The duke, his son, and their men departed Worcester just before first light the following morning. At that same time a cowherd in a field at Queen’s Malvern saw the troop of soldiers coming toward him in the distance and ran as fast as he could for the house, shouting as he went to warn anyone within hearing of his voice.
“Roundheads! Roundheads!” the cowherd yelled at the top of his voice. “Roundheads coming over the hill!” He dashed through the kitchen gardens into the buttery with his news.
A serving wench ran up the stairs from the kitchens to warn the rest of the house. The duchess hurried from her bedchamber to the nurseries. The nursemaids already had Sabrina and little Willy up, and were dressing them as quickly as they could.

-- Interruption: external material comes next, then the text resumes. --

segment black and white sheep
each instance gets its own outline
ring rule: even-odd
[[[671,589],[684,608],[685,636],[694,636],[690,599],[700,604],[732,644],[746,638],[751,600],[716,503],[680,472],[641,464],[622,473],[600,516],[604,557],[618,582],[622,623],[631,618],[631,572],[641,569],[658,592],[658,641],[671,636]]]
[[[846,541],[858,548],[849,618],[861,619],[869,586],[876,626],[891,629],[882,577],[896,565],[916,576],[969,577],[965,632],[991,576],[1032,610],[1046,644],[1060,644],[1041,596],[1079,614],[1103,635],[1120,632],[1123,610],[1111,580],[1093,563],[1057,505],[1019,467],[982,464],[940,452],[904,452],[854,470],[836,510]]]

“Take the children into the gardens and hide,” Bess said.
“No, Mama!” Sabrina cried. “I want to be with you!”
“You will go to the gardens with Mavis and Clara,” the duchess said firmly, and hurried from the nurseries.
“What is happening?” Autumn came from her room with Lily in her wake.
“Roundheads,” Bess said.
“In Worcester?”
“They send out raiding parties now and again to frighten the royalist population,” her sister-in-law replied. “Perhaps you should go with the children.”
“Nay, I’ll stay with you, Bess. What of the valuables?”
“We buried them months ago in the rose gardens,” Bess replied with a twinkle. “They’ll probably steal what’s here anyway, but they can. I’ll risk no life or limb of any of our people in defense of things.”
There came a thunderous knocking on the door of the house as the two young women hurried down the staircase. Smythe, the majordomo, ran to answer the fierce summons, unbarring the door and drawing it open.
“Ye took yer own good time,” the Roundhead trooper said, pushing Smythe into the hall. Then, raising his musket, he smashed it savagely into the majordomo’s head.
The Duchess of Lundy screamed with horror as the faithful servant fell to the floor, blood pouring from his wound. She ran forward. “What have you done?” she cried. “He meant you no harm! Who is your commanding officer? I shall report you for this act of barbarity!”
The trooper raised his musket and fired his weapon. A bright blossom of scarlet bloomed over Bess’s heart, and she collapsed to the floor quite dead. Autumn froze where she stood in the shadows of the hallway. She instinctively knew that her ability to remain silent was her key to survival. She could feel Lily behind her, shaking with fright. The trooper knelt over Bess’s body and began pulling her rings from her fingers.
A second man stepped through the doorway of the house, but he was elegantly if soberly garbed. “What are you about, Watkins?” he demanded. He was tall with cold eyes.
“Just a bit of looting, sir. ’Tis permitted,” he said, looking up at the gentleman.
Autumn stepped forward. “Are you this man’s superior?” she said in haughty tones.
The gentleman bowed, removing his hat. “I am, madame.”
“He has murdered two people in cold blood!” Autumn almost shouted. She bent and snatched Bess’s rings from the surprised trooper. “Give me those, you thieving murderer!” Straightening herself up, she glared at the gentleman. “That is the Duchess of Lundy, whom this monster killed when she protested the murder of her servant. Smythe but opened the door, and this creature pushed into the hallway and battered him to death. How dare you allow your men to enter a peaceful house and wreak such havoc, sir!” She shoved her sister-in-law’s rings into her pocket.
“And you are, madame?” the gentleman asked sternly.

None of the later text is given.